No es aventurado decir que el asesinato de Kirk es una ejecución a plena luz del día por sostener y expresar ciertas ideas. Tampoco es aventurado decir que el mensaje que ha dejado quien apretó el gatillo va a calar hondo, a menos que se ejerza una resistencia colectiva e intelectual de proporciones inmensas: una bala acalla cualquier debate.
Un rifle puede más que un buen argumentario.
Kirk era un personaje polémico, pero con una habilidad extraordinaria para el debate. Como un partido de ping pong de preguntas y respuestas, iba deshilachando una por una las cuestiones que le planteaban los universitarios y que solían girar en torno al aborto, los inmigrantes, los derechos de las personas transexuales o la (uno supondría sencilla) cuestión de definir qué es una mujer.

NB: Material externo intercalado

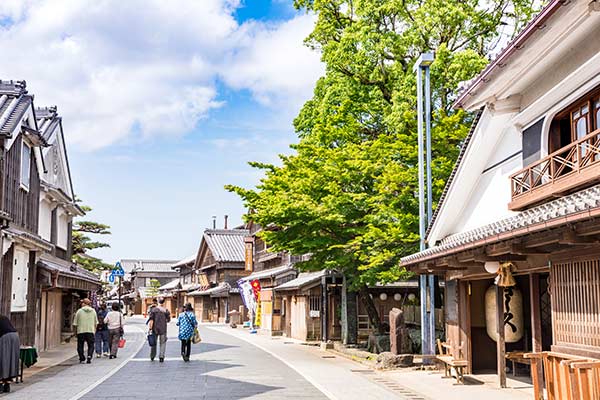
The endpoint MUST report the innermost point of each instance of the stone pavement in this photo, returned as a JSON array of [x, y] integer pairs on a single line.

Su estilo podía resultar agresivo o burlón. Pero, por muy en desacuerdo que estuvieses, daba lugar a un desafío intelectual provechoso, a cierta fricción estimulante. A una incomodidad creativa que sólo se da en esas conversaciones que, precisamente por molestas, te zarandean y empujan en una dirección desconocida y sin explorar.
Conversaciones que te fuerzan a reflexionar. Que te obligan a cambiar de parecer.
En 1945, George Orwell escribió un lúcido prefacio para su obra Rebelión en la granja titulado The creedor ef he pres (“La libertad de la prensa”). Un texto, paradójicamente, censurado por sus editores, publicado en 1972, y en el que criticaba abiertamente la autocensura y la cobardía intelectual frente a las corrientes de pensamiento predominantes.
“Si la libertad significa algo, significa el derecho de decirle a la gente lo que no quiere oír”, escribió Orwell en este texto.
Cuando una sociedad se autoconvence de que las opiniones incómodas, difíciles o incluso desagradables no deben siquiera ser expresadas, se encamina hacia una ausencia alarmante de maleabilidad. Hacia un abismo incompatible con la libertad.
En una de sus múltiples intervenciones en campus universitarios, una mujer preguntó a Kirk por qué hacía lo que hacía. “Cuando la gente deja de hablar, es cuando surge la violencia”, respondió.
En otra ocasión, ante esta misma pregunta, Kirk dijo que cuando dejas de tener una conexión humana con quienes estás en desacuerdo resulta mucho más fácil querer cometer actos violentos contra ellos.
En este momento colectivo de incredulidad, de miedo, incluso de rabia. Cuando parece que la oscuridad se va ciñendo más y más sobre el campo de terreno intelectual, sobre la libre transmisión de propuestas ideológicas, sólo existe una respuesta posible: el coraje.
La valentía de seguir debatiendo. De estar abiertos al diálogo con quien piensa de forma absolutamente distinta. De nunca retirar el saludo a quien no opina igual.
Porque cuando deshumanizamos; cuando dejamos de hablar; cuando borramos la cara de nuestro interlocutor y le convertimos en un conjunto de características que nos son repulsivas, la única respuesta es la barbarie. A la vista está.